Quante e quante volte, Maurizio non aveva aspettata, cosí, l’Almerinda! Quante volte, questo nostro schema fantastico era stato, per lui, un fatto lieto, soave! Quante visite passate, soavissime o burrascosissime, rammentava, seduto fuori sul terrazzino, riparato da una persiana alla siciliana, con le gambe accavalciate, il sigaro, in bocca, ed un giornale non letto, in mano! Sarebbe un giorno di luna? dovrebbe litigare, per ore? ottenere, a stento, la piú infima delle voluttà? violentar, quasi, la donna? Oppure navigherebbe col vento in poppa? e, come una nave, che dà in secco, si troverebbe stretto fra le braccia dell’amica, senza sforzo o pena? Tra! Tra! Tra! Tra! Una carrozza chiusa si ferma innanzi al portone; lo sportello s’apre; scende una donna velata: egli butta il sigaro, brancica il giornale, rientra la seggiola. Una scampanellata; drin! drin! drin! Il grave passo del confidente, che disserra la porta: pacch! pacch! pacch! Una voce tenue femminile: zizí! zizí! zizí! momenti dopo, un picchiare con le nocche delle dita all’uscio di stanza: tocch! tocch! tocch! «Avanti» esclama Maurizio. Da fuori, non hanno sentito, e ripicchiano un po’ piú forte: tocch-tacch! tocch-tacch; tocchtacch! «Favorisca! » grida lui; e corre ad aprire. S’apre la bussola ed il confidente: «C’è una signora, che chiede di lei, signor Capitano!» «Entri. E non ci sono per nessun altro. Sono uscito, son di servizio, sono all’ospedale, sono morto! Di’ quel, che t’aggrada, a chi mi volesse; ma non fare entrare nessuno, intendi?»

La donna, frattanto, era entrata; e s’era accostata al terrazzino. Maurizio chiude l’uscio a doppio giro, ben- ch’ella faccia un gesto ed un passo, come per vietarglielo, e mormori un «No, lasci stare». Poi, radiante di felicità, gira su’ tacchi, muove alla volta di lei e ne prende la mano, non consenziente e non ripugnante alla stretta affettuosa. Ma, qui, s’accorge, che quella donna lí, non è quella, attesa con tanto desio; e si ferma conturbato, impacciato; e ritira la propria destra con uno: «Scusi!» La visitatrice, conturbata ed impacciata anch’essa, alza il velo; ed egli riconosce la Salmojraghi. Cosa passasse pel capo al povero Della-Morte; come egli si rendesse, momentaneamente, ragione dello scambio; quali paure presaghe lo assalissero; io non saprei dirlo. Ma previde una catastrofe. Gli si strinse il cuore; e barcollò come un uomo ebbro. Avrebbe mosso a pietà chiunque, figuriamoci la Radegonda! Se impietosisce fin lo sguardo del cane, cui, facendo mostra di gettare un osso, invece, s’è buttato un pezzetto di pane asciutto, ch’egli fiuta deluso e non sa risolversi ad addentare, e, poi, lascia lí, per tornare scodinzolando verso l’ingannatore!

«Caro signor Maurizio!...» cominciò la donna.

«Scusi, signora!
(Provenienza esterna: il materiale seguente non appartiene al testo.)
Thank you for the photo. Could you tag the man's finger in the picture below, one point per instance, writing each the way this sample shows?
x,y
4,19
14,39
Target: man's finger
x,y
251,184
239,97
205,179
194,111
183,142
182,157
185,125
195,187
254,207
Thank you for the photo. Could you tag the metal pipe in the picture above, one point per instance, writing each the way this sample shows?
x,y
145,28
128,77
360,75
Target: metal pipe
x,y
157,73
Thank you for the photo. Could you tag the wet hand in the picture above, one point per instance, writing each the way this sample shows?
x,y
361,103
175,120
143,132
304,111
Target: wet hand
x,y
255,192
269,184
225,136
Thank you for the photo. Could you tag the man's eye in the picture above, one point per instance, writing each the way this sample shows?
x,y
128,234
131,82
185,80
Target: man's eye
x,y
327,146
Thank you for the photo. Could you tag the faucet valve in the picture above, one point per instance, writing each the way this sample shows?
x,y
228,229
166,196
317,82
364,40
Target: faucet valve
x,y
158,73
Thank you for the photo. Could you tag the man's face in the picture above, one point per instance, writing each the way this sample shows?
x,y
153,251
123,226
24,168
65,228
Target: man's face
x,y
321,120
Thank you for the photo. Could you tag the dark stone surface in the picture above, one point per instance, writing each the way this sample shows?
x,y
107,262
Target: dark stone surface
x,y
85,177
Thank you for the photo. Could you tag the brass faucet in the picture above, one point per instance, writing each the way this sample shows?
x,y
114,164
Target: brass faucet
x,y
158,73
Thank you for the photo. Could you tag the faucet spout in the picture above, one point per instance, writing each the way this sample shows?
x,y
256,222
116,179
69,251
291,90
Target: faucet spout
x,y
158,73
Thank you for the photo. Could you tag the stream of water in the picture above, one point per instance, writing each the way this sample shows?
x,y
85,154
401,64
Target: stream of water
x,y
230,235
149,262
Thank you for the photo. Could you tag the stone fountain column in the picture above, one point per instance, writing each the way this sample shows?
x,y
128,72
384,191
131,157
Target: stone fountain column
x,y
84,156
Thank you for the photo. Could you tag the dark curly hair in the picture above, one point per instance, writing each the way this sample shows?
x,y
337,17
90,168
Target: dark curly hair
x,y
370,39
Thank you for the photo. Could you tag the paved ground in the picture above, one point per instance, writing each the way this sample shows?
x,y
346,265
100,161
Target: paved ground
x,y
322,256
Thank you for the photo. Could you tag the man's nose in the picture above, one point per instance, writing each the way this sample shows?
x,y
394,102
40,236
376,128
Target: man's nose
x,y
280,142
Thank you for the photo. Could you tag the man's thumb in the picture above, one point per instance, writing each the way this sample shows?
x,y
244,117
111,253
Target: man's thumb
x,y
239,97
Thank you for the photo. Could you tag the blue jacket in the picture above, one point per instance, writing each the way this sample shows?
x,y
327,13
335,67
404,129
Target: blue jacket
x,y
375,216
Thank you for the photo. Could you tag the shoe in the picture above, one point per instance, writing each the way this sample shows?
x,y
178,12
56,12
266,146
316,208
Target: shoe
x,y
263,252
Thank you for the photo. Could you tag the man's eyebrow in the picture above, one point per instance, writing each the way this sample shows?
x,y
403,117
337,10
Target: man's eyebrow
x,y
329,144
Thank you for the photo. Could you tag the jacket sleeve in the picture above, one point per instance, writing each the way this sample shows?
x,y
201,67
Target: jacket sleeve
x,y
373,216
Io aveva traveduto... credeva... In che posso?... a che debbo?... Come tanto onore?»

«Quell’uscio...»

«È vero, mi perdoni... Un equivoco... Io non l’aveva riconosciuta... sennò, creda pure... Quel velo!...» balbettava Maurizio, ingegnandosi di aprir l’uscio e non giungendo a voltar bene la chiave. Finalmente, respinto il maschio, girò anche la maniglia e spinse un po’ la bussola, quasi perché la signora Salmojraghi-Orsenigo si cerziorasse con gli occhi suoi, di non essere prigione. Poi, la richiuse a colpo, soltanto; e tornò verso di lei.

«Caro signor Maurizio» ricominciò la donna «io spero, che Ella voglia considerarmi per amica!»

«Signora, io...»

«Ad ogni modo, faccia di non volermi male per le cose, che io vengo a dirle e che, forse, l’affliggeranno; ma... Ambasciador non porta pena».

«Dica pure... comandi... Se valgo a servirla, si figuri!...»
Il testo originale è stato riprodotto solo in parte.